I rearranged different combinations of words on my scratchpad, and came up short for the longest time. Finally though, as I ran through possible referents for “brown” and looked at the other words, I saw “duke” and “rice,” and the penny dropped. Colleges! Was there one more from the movie director list that could join them? Yes, “Howard” it was. So, they’re “universities” and not “colleges,” but whatever. The disambiguation process was complete, and I had my solution.
It’s worth pointing out that getting the category correctly described is a distinct step beyond identifying the four members that belong to it. In this case, for example, it was not just a group of well known film directors, but a specific group of “best director oscar winners.” It can happen that, after getting the first three groups, the game is basically over, because the contents of the fourth group are obvious. Yes, but it still may not be clear what is the connecting association among those four remaining terms. For example, in this morning’s puzzle (July 7), I was left with “blink, maroon, sum, u” as my final quartet. I had no clue; do you? This turned out to be the aforementioned “Band Names Minus Numbers.” Even after the reveal, I could only identify U2. Obviously not part of my background domain knowledge.
It would be fun to construct these puzzles as well as to solve them. Creating the appropriate level of difficulty for a given audience of solvers can itself be a tricky puzzle. I think as a rule the association among the words should be semantic, and not orthographic (they all contain the letter z!) or phonemic (they all rhyme!), or something like that. But this can be a judgment call. So to date, Connections puzzles have included categories like “Spices that start with ‘C’,” and “Words Spelled with Roman Numerals.” A particularly enjoyable type of category is when all the terms combine with another term in recognizable ways … like “Mr. __” (bean, clean, fox, peanut), or “Sound __” (asleep, barrier, bite, wave).

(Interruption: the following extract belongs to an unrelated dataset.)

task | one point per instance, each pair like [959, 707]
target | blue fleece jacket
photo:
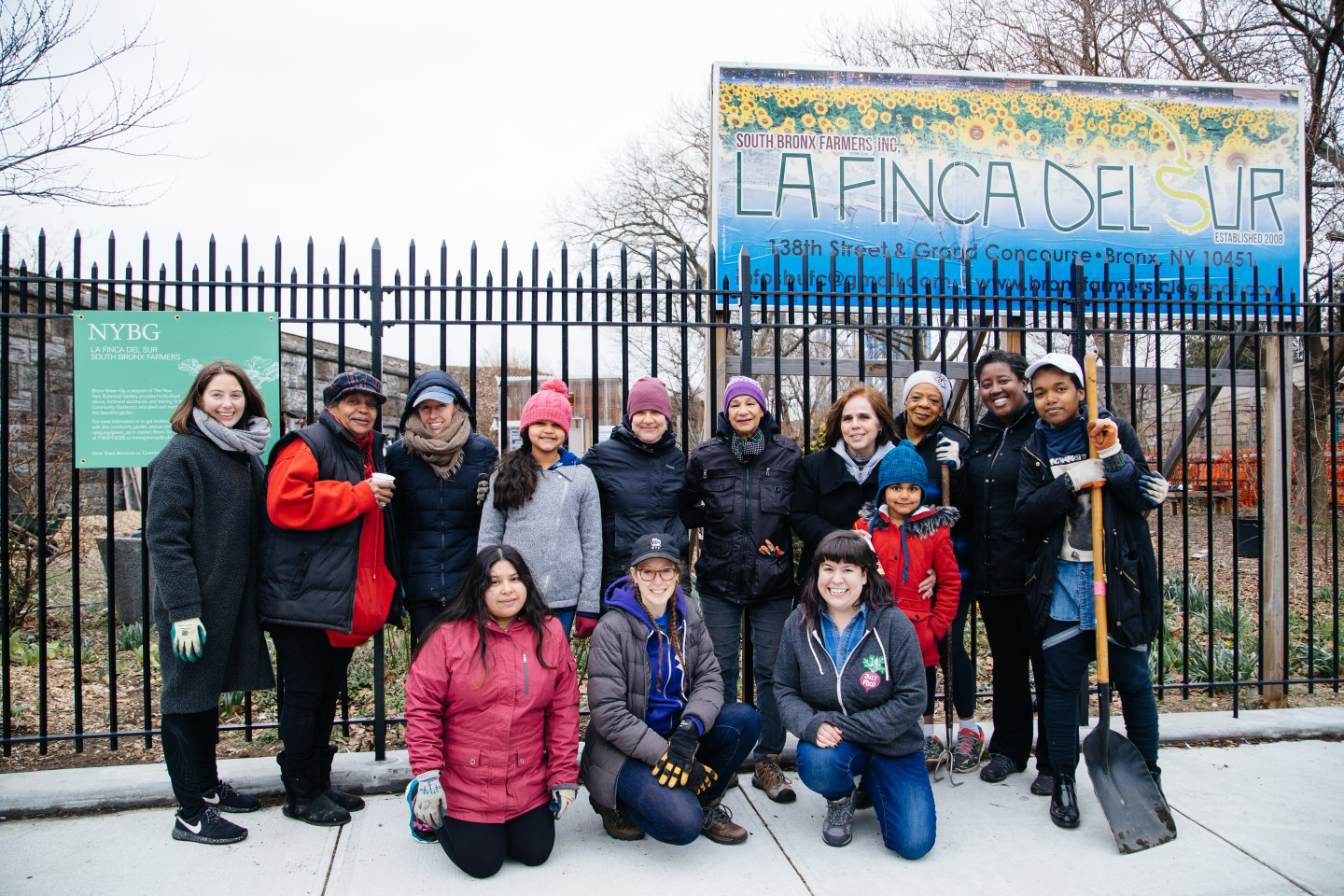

In case you’re wondering (though you likely aren’t) … there was a band called The Association, which the post title might have primed you to recall. Not just any band but, more specifically, a “sunshine pop” band. So if you ever see a word wall with “Sagittarius,” “Eternity’s Children,” “Peppermint Rainbow,” and “The Left Banke,” you’ll know what you’re dealing with. And, to be sure … these are also all examples of band names that do not include a number.